La inflación moral de la R. Dominicana
Uno se asombra todavía de que no quede hacia dentro del PLD una pizca de la dignidad que Juan Bosch suponía debía tener un partido, y que la corrupción de ese conglomerado sea parte de la inflación moral en que vivimos; porque la modificación del párrafo III del artículo 85 del Código procesal penal es un insólito despliegue del descaro y la prepotencia, y una forma brutal de clavarnos como país en lo impensable.
Se pretende despojar al ciudadano de su calidad para querellarse ante la justicia por los actos de corrupción de los funcionarios públicos; de modo que, si el Presidente Danilo Medina la promulga, sólo ellos mismos, los peledeístas que gestionan el aparato del Estado, se podrán acusar entre sí. Sin dudas, el manto de impunidad más tupido de toda la larga historia de la corrupción.
El grado más alto de la concepción patrimonial del estado que ha cabalgado en nuestra historia. El nivel más elevado de práctica de la corrupción proclamado sin ningún sonrojo. El Estado como botín, el despojo de la riqueza social cual si el partido gobernante tuviera derechos extraordinarios de apropiación de los fondos de la nación, sin un régimen de consecuencias.
Cuando hablamos de corrupción denominamos una práctica que se ha perpetuado en la política dominicana conformando un sistema, y cuya acumulación originaria de capital tiene como fuente el erario. Se ha repetido tanto en la historia dominicana, que el imaginario popular la ha fijado como algo “natural”, como una esencia de la dominicanidad; siendo, como es, un orden histórico particular de la práctica política que la legitima con un manejo del poder. La corrupción no es una maldad de origen, sino un vastísimo sistema circulatorio, una enorme palanca de movilidad social, ante cuyo funcionamiento el poder es como el susurro de las escamas del réptil.

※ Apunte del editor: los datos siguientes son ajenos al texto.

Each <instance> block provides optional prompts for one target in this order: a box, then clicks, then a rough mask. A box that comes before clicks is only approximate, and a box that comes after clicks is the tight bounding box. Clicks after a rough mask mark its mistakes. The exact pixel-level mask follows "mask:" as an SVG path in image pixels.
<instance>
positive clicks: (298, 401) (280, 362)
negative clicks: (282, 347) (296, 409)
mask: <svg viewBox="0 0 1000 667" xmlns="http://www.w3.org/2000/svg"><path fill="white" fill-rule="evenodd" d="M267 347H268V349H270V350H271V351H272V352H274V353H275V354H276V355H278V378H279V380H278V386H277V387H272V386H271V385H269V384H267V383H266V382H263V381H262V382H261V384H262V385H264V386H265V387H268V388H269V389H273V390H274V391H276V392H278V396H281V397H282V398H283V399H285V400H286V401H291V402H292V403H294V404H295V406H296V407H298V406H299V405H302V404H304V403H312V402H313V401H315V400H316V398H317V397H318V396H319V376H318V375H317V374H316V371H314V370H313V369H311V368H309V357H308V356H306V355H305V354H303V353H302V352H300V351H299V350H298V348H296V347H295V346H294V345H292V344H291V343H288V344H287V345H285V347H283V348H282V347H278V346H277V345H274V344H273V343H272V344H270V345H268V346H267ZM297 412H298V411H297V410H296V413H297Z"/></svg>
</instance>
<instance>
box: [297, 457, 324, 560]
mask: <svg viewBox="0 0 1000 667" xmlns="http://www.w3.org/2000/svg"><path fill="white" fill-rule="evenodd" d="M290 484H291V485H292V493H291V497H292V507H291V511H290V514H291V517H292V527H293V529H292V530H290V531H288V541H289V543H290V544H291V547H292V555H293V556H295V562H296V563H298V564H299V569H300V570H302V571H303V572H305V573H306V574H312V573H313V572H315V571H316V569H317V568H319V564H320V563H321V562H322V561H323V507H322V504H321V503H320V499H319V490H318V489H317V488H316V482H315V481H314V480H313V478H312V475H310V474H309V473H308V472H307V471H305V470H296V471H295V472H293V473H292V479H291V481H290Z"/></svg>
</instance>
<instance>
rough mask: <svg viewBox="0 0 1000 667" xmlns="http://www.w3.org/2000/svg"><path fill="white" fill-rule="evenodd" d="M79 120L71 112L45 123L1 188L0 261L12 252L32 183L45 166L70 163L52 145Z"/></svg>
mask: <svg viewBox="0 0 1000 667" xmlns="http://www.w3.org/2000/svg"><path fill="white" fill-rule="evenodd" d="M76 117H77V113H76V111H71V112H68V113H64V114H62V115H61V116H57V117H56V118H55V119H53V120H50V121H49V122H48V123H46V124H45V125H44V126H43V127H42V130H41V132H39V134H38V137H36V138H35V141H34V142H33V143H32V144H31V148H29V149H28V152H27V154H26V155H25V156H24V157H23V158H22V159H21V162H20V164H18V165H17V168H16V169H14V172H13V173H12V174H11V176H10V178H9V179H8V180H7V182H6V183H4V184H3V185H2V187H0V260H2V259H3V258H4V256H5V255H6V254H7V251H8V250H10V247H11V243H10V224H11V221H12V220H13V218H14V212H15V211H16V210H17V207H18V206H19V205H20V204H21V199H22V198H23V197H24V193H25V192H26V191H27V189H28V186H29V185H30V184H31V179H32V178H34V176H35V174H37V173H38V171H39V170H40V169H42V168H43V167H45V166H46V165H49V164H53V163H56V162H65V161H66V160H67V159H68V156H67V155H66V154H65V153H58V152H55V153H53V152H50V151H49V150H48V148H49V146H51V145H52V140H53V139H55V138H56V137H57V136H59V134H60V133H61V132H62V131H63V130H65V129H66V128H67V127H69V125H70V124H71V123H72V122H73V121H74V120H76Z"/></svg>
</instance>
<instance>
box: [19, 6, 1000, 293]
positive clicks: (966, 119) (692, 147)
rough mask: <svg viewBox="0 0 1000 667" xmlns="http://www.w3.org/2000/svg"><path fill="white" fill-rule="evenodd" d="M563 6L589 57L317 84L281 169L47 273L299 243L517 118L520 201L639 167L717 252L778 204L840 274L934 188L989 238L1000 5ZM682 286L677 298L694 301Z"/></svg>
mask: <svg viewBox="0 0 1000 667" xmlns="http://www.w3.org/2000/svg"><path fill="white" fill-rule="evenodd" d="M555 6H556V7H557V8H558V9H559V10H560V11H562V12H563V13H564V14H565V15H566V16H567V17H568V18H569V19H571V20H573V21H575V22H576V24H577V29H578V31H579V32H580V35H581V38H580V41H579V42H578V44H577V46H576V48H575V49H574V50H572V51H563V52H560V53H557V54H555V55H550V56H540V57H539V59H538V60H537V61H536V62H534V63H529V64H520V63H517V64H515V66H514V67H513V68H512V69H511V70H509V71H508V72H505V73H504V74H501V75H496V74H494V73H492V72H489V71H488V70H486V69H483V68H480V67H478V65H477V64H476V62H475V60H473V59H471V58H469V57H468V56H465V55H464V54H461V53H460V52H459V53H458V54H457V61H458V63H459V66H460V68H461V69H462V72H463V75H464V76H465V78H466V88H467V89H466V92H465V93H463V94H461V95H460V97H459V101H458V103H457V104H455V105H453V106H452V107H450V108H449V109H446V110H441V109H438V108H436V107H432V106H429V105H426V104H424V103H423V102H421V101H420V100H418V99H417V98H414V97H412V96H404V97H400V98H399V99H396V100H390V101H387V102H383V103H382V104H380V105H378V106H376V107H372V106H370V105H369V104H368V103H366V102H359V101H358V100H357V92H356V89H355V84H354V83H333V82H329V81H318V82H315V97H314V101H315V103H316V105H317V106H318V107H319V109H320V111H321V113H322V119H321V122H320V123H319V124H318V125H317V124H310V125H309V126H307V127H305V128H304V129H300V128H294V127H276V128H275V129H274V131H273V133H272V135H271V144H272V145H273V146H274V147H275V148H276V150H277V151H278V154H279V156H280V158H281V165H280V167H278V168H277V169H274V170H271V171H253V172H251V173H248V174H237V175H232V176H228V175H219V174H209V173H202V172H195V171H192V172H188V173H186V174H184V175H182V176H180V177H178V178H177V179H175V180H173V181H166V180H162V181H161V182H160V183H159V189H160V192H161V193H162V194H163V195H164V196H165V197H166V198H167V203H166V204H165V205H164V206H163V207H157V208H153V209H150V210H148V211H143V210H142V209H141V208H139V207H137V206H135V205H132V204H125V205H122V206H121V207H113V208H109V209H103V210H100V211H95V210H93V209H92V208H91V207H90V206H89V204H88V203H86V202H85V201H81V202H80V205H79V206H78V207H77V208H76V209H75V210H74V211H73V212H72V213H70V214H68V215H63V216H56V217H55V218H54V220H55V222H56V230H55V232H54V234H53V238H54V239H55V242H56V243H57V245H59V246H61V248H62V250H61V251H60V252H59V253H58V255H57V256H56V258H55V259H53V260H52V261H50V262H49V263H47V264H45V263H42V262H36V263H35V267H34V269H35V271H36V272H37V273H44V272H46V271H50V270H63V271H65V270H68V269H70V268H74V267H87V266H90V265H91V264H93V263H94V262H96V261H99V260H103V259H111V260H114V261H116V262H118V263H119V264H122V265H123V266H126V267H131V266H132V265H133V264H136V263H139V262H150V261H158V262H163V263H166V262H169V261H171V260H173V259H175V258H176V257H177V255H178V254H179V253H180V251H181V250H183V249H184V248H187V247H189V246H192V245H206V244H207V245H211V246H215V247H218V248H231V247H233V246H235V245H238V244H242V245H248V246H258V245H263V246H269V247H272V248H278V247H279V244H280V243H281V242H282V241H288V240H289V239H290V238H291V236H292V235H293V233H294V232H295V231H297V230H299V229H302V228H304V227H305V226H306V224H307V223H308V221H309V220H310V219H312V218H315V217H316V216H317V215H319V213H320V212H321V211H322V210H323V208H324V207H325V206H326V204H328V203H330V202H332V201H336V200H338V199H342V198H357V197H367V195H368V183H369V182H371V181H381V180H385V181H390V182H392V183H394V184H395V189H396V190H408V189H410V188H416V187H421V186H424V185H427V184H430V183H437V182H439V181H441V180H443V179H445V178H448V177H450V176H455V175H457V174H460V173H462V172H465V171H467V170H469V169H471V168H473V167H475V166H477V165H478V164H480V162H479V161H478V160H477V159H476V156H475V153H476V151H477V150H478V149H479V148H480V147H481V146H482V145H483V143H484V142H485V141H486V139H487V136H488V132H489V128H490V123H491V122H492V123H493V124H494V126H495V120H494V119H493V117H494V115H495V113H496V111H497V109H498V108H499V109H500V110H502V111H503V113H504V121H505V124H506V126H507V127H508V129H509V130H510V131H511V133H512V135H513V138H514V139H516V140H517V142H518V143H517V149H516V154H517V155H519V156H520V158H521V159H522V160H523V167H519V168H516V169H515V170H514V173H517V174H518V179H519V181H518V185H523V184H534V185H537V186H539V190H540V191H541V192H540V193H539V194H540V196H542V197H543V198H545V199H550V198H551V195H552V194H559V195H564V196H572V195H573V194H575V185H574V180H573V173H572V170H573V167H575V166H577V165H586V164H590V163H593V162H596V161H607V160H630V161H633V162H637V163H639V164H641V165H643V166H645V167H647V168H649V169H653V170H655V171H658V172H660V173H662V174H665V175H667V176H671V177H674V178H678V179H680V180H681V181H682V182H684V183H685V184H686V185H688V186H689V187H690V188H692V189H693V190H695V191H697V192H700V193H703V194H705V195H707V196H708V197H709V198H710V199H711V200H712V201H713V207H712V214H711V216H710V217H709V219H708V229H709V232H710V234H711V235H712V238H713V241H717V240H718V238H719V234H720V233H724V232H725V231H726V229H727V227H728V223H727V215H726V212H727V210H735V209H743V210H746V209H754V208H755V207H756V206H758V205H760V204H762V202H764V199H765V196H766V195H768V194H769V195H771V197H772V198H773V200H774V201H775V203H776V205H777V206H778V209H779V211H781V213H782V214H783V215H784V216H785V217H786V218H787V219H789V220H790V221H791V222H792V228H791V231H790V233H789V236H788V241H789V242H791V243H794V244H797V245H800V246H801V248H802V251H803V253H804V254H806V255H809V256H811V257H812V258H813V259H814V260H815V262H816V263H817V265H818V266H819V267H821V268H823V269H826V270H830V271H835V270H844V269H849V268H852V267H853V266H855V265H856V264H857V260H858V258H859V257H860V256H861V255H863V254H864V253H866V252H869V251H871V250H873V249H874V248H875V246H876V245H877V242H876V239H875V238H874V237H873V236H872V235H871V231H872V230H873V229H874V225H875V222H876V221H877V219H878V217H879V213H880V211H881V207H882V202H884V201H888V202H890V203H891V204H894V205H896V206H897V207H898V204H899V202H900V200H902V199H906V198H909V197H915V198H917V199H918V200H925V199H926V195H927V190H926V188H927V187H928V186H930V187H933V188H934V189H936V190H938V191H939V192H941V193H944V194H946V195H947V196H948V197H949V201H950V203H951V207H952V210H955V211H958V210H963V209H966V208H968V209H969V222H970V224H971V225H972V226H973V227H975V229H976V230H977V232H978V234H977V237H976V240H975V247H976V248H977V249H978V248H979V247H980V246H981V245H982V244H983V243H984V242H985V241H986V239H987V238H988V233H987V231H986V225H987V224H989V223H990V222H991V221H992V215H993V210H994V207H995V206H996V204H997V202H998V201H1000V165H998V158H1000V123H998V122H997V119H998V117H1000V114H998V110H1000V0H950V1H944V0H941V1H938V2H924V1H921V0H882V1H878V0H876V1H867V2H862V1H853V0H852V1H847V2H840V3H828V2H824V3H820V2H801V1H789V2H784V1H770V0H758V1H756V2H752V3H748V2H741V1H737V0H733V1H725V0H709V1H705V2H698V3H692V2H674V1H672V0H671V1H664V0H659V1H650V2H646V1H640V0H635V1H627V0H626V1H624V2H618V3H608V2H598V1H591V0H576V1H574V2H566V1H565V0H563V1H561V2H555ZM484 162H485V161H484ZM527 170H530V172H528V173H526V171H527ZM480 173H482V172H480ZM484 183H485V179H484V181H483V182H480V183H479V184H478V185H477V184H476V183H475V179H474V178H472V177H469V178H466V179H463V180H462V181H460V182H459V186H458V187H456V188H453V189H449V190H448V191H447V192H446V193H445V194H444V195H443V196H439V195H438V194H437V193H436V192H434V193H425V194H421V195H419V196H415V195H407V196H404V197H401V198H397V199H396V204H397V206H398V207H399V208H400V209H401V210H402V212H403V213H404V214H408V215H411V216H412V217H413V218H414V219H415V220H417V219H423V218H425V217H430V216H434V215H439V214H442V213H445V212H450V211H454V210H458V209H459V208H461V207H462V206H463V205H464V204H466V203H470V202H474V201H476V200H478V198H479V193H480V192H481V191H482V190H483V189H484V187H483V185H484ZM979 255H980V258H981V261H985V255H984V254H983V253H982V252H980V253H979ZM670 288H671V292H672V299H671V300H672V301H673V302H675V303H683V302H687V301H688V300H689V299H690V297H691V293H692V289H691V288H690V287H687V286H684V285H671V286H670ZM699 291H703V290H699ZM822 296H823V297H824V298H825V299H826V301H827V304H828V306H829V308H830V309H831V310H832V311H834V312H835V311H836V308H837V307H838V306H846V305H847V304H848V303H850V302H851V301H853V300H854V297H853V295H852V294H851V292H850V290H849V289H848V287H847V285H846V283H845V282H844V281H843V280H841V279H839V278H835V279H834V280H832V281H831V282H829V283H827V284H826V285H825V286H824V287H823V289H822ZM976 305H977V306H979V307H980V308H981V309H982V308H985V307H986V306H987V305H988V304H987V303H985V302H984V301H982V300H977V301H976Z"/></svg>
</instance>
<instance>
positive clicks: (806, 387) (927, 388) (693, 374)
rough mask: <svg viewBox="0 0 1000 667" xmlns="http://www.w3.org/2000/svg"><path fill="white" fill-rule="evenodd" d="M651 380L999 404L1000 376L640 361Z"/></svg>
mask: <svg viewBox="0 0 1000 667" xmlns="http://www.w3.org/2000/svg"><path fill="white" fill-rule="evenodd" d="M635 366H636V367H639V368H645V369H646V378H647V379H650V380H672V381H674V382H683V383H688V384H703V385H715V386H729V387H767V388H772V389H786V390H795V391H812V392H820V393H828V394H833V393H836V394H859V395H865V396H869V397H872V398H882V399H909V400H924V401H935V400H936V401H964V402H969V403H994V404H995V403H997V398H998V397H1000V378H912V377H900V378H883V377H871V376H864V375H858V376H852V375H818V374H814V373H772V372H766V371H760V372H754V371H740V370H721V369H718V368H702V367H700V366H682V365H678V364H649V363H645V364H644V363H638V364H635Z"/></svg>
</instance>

Fue el fenómeno de la corrupción el que transformó súbitamente toda la naturaleza de clase de la pequeña burguesía del PLD, abriéndose con la movilidad social unos apetitos cuya ausencia de límites ha borrado cualquier escrúpulo ético. Pero lo que explica la supresión del párrafo III del artículo 85 del Código procesal penal no es el fenómeno de la corrupción, sino el de la aparición de la hipercorrupción como categoría.
La hipercorrupción es lo característico de la etapa de los gobiernos peledeístas, y es diferente de esas formas sistemáticas de corrupción que registra la historia nacional, no sólo por el elevado nivel de acumulación de capital que maneja, sino porque requiere garantías de impunidad absolutas, y falsificación de todo el régimen de consecuencias que prevén las leyes. Además, para la hipercorrupción como sistema, el Estado es el oxígeno indispensable, la fuente de toda acumulación patrimonial.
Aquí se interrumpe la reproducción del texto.